Experten uneins bei EU-Asylreform
Berlin: (hib/STO) Die Vorstellungen über die derzeit diskutierte Reform des „Gemeinsamen Europäischen Asylsystems“ gehen auch unter Experten weit auseinander. Dies wurde am Montag in einer Sachverständigen-Anhörung des Innenausschusses zu Anträgen der Links- (19/577) und der Grünen-Fraktion (19/244) zu der Reform deutlich.
Die Linke dringt in ihrem Antrag auf eine „offene, menschenrechtsbasierte und solidarische Asylpolitik“ der EU und fordert, Initiativen zur „Auslagerung des Flüchtlingsschutzes aus der EU“ zu widersprechen.
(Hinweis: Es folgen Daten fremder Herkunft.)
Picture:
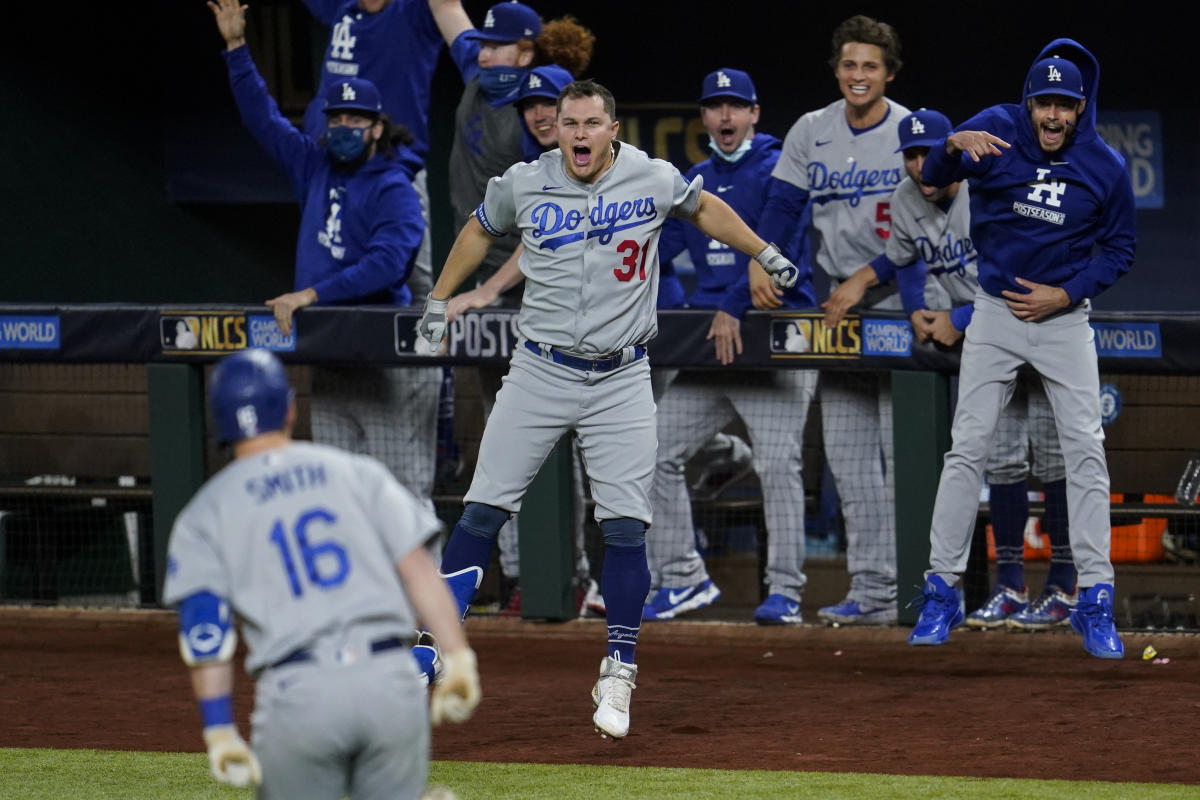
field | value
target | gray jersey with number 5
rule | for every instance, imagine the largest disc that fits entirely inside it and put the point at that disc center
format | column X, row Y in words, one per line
column 849, row 176
column 303, row 541
column 591, row 259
Die Grünen pochen in ihrer Vorlage auf die „Sicherung menschen- und grundrechtlicher Standards“ bei der Reform und wenden sich gegen einen Umbau des EU-Asylsystems „zu einem Abbauprogramm von Flüchtlingsrechten“.
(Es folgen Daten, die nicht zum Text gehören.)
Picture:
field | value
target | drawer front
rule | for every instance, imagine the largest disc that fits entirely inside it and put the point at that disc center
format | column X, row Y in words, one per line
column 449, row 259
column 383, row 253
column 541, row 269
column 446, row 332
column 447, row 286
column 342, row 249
Dieter Amann, Mitarbeiter der AfD-Fraktion im baden-württembergischen Landtag, sagte, Befürchtungen der Antragsteller um die künftige Ausgestaltung des Asyl- und Flüchtlingsrechts der EU sei zu widersprechen. Amann sprach zugleich vor einem „enormen Zuwanderungsdruck der Zukunft“, von dem eine „existenzielle Bedrohung einiger europäischen Staaten“ ausgehen werde. Auch warnte er davor, „dass die Europäer als - global betrachtet - kleine ethnische Minderheit binnen historisch kurzer Zeit durch hunderte Millionen afrikanischer und nahöstlicher Einwanderer ausgelöscht werden könnten“.
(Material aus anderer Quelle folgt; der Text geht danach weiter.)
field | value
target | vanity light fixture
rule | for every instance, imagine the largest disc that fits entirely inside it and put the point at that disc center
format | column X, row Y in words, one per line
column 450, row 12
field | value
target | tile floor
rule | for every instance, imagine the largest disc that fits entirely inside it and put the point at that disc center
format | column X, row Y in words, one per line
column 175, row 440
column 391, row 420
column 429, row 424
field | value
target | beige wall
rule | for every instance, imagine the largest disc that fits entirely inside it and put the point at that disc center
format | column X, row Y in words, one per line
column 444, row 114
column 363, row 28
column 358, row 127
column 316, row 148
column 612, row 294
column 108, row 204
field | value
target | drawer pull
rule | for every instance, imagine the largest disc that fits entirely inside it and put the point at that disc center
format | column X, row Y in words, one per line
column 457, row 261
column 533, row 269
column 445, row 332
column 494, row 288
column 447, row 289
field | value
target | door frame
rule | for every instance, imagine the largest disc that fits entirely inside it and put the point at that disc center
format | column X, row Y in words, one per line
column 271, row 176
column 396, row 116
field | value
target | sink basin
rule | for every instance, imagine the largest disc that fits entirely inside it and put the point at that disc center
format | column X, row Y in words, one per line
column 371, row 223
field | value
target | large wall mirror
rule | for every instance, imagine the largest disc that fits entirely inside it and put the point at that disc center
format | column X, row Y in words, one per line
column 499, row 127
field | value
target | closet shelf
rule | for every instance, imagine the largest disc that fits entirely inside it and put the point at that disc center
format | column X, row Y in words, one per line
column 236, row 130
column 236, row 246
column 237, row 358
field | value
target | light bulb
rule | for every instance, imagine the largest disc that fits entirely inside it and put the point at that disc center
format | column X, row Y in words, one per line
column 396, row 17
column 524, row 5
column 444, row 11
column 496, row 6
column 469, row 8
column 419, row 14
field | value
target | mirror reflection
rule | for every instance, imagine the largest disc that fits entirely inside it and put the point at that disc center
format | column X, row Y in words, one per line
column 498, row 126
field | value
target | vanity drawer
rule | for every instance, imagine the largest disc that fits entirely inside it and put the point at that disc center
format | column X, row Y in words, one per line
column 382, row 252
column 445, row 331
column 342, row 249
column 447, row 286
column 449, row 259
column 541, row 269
Kerstin Becker vom Paritätischen Gesamtverband betonte dagegen, mit der Reform des europäischen Asylsystems drohten weitgehende Absenkungen der aktuellen Schutzstandards. Sie berge auch das Risiko, den Zugang zum individuellen Asylrecht in Europa abzuschaffen und „den Flüchtlingsschutz perspektivisch sehr weitgehend aus Europa auszulagern“. Die Konzepte erster Asylstaaten und sicherer Drittstaaten dienten im wesentlichen dazu, Asylsuchende an andere Staaten zu verweisen, die an Stelle der EU-Länder die Flüchtlingsverantwortung übernehmen sollen. Die zur Rechtfertigung dieser Politik angeführte Überforderung des europäischen Asylsystems liege jedoch nicht vor und sei aktuell auch nicht zu befürchten.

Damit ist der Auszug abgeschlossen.